I do not know if Bobbielou told you but she has gotten a copy of the 'Dancing Corn Dogs' book. I know I have mentioned to you that the book seems to be an instruction manual for how I work. I had asked my Dad to read it; he has a copy but as yet has not read any of it.
I would suggest you read it not so much for my benefit, but perhaps it might help with some of the school issues with your son. You had recently said he was bringing home B's instead of A's and you felt he could do better. I always heard that when I was growing up but it never involved any direct actions on the part of others to figure out what the stumbling blocks were. We do not all learn in the same way and some of us smarter types can be really stymied by the traditional educational system.

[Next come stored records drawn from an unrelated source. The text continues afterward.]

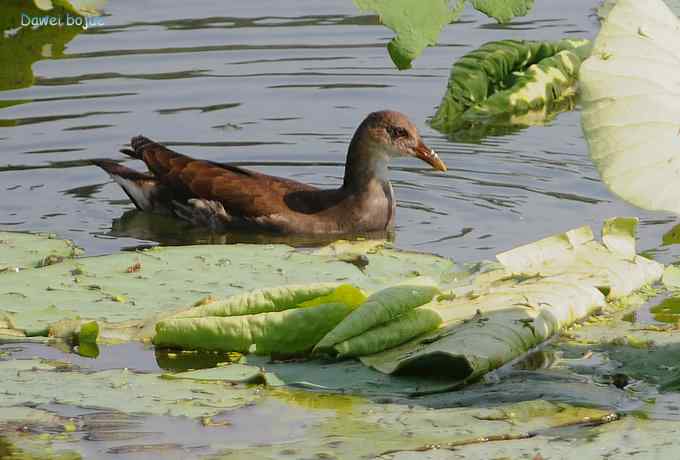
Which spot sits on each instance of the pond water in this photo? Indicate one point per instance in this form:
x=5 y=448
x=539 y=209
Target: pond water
x=281 y=87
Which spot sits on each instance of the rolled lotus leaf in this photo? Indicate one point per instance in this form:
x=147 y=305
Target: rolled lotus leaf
x=509 y=77
x=261 y=301
x=630 y=94
x=289 y=331
x=380 y=308
x=400 y=330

Back to Dr. Joy. It continues to amaze me how there is not always a direct match with the actual age of a person, and the emotional age. I have listened to nineteen year old women call in with kids) and a husband sounding like a thirty year old in terms of her 'understanding' of her 'problem' and 30 and 40 year olds, both men and women sounding like teenagers in terms of their expectation of what is possible in the relationship.
I know that I still have child-like reactions to some emotional situations. I have to laugh at myself at how 'happy' I was when after asking my Dad on the phone the other night if he was mad at me for something I wrote, and he said no, they were just so busy. I was happy.
And as I write this I am laughing inside at the picture of a forty-nine year old standing at the payphone and suddenly shrinking down to an eight year old. Now I know I am almost fifty, and I also know what my vulnerable areas are.
In the past at Club Fed this would be the areas I would review on a regular basis with Dr. W. I fully intend to engage in some sort of professional counselor once I am released so I have a ready resource for when I hit a bumpy spot.
It is too easy to assume that we are not able to effect a change in the way a particular person treats/reacts to us. There are certainly ways we can protect ourselves from some people. I am constantly toying with which people I can 'open' up with and who will put up with some of what to others might be silly or small problems but to me are large issues.
Dr. Joy is a firm proponent of marriage and comes down hard on both men and women that call about how they have found the most wonderful new partner and one or both of the current pairing is married. Separated is still married in her eyes. If you want to continue the relationship than you must not talk to the married person until he or she has been officially divorced for one full year.
I think the biggest gift you can give your kids is a strong sense of self, and the ability to seek answers to questions on why life seems to be throwing them curve balls that are difficult to deal with.
It is time to wrap this up and start proofing. I will continue along more road of my journey in following letters.